Among the extraordinary papers contained in the Cabinet he has left, are to be found short notes, containing what are clearly reports and proceedings of this formidable conclave. Its mysterious signature, Regulus, seems to have been known throughout the world; and even he, though clearly a fierce and relentless foe, never writes it, but with the involuntary concession of respect, which large, clear letters, underscored, would seem to convey.
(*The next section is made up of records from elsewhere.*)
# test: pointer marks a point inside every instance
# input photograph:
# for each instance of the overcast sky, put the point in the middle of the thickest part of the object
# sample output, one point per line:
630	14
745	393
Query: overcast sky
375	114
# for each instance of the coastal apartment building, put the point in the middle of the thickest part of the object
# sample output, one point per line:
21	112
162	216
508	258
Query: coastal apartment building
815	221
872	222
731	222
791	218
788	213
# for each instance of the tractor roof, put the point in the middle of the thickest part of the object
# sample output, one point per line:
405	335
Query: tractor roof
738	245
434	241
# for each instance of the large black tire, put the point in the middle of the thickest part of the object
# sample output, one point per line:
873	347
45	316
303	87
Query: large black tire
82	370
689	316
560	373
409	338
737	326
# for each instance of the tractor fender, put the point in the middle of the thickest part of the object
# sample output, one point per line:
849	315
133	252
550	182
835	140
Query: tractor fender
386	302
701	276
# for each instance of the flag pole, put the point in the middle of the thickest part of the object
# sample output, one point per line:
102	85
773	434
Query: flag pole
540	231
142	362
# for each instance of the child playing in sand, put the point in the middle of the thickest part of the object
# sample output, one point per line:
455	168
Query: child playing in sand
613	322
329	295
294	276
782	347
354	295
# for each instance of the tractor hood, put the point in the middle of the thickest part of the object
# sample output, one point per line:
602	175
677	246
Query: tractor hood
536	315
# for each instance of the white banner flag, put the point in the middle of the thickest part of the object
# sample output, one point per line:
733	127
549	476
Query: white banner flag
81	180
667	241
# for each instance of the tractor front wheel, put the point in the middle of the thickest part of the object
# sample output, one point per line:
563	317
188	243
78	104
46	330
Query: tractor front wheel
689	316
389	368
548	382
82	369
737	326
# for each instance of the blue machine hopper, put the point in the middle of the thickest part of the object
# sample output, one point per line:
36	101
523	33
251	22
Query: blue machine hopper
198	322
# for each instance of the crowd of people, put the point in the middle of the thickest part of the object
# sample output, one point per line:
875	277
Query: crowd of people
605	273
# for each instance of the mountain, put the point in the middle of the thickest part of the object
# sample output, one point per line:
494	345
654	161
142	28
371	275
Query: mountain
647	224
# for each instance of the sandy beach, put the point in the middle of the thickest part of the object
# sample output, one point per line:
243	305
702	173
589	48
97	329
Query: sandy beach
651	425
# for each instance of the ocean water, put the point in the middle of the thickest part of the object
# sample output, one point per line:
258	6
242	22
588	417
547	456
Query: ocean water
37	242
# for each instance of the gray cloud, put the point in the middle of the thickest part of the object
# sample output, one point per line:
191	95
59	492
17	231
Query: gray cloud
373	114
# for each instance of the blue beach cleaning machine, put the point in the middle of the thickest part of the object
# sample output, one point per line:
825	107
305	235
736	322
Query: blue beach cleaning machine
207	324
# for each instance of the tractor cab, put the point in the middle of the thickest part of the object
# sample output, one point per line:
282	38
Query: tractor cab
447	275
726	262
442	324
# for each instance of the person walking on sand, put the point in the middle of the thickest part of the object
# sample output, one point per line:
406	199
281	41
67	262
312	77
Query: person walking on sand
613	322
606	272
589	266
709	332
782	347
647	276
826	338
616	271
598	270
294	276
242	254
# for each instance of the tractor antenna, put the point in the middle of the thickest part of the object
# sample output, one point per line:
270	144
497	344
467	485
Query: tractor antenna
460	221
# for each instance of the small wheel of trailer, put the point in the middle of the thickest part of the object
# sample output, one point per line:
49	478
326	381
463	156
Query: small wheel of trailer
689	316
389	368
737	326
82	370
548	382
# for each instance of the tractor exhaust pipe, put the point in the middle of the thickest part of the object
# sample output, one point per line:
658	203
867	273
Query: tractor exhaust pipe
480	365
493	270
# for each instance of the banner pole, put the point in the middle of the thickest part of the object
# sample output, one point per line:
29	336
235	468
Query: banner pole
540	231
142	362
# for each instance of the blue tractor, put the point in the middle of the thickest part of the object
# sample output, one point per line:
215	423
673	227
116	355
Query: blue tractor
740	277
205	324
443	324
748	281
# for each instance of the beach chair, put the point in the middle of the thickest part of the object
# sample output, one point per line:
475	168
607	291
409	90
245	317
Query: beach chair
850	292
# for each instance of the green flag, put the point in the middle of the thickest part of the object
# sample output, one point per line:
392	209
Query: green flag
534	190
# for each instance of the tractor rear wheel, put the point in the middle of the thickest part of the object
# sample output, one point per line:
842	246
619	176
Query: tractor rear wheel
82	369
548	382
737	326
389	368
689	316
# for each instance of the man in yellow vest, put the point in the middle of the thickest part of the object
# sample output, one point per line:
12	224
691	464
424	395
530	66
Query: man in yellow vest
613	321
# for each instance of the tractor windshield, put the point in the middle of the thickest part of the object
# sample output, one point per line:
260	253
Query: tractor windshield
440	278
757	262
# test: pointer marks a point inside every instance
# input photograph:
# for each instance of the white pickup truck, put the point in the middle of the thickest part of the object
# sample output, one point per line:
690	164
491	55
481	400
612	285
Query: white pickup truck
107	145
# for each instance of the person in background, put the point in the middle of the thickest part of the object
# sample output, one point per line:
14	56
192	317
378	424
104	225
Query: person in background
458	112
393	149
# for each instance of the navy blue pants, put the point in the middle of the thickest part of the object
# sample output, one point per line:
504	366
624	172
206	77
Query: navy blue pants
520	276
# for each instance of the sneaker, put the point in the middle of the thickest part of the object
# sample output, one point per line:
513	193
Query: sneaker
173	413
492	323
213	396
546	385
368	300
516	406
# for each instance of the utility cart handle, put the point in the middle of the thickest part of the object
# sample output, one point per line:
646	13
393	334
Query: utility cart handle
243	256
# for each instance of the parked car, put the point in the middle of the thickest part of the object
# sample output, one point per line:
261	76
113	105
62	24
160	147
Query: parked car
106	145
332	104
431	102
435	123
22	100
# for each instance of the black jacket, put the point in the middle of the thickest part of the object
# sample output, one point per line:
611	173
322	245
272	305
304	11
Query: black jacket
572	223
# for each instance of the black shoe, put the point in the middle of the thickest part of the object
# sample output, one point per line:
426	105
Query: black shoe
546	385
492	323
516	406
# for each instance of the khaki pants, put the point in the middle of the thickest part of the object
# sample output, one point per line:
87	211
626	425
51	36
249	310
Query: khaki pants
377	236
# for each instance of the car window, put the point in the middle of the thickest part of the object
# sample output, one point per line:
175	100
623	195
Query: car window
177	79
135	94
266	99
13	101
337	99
Having now presented such an outline of the character and designs of this secret conclave, as the means of information furnished him have enabled him to do, the Editor will proceed with the promised extracts from its proceedings, such as relate to those in regard to whom the reader may be supposed to have some curiosity.
First, we have here
“A NOTE CONCERNING ETHERIAL SOFTDOWN.
“This woman, whose patronymic was Softdown, first married a Quaker, named Orne; which name, after her separation, and until after her divorce, she continued to bear, with the alias of Marie. She began her public career, soon after her marriage, as a Quaker preacher; but the straitness of this sect not conforming at all to her latitudinarian principles, she recanted in disgust, and left the society. She now plunged at once into Physiology, and, after a miraculously short gestation, produced a few lectures, with which she went the rounds of two or three New England States, accompanied by her husband, whom she, sans ceremonie, dubbed M. D., without putting him to the trouble of reading, or ever having read, a book on any subject. He officiated as her doorkeeper, and received the ‘shillings;’ but, refusing to render any account of the proceeds, a furious feud grew up between them, and soon the war waxed hot and fierce.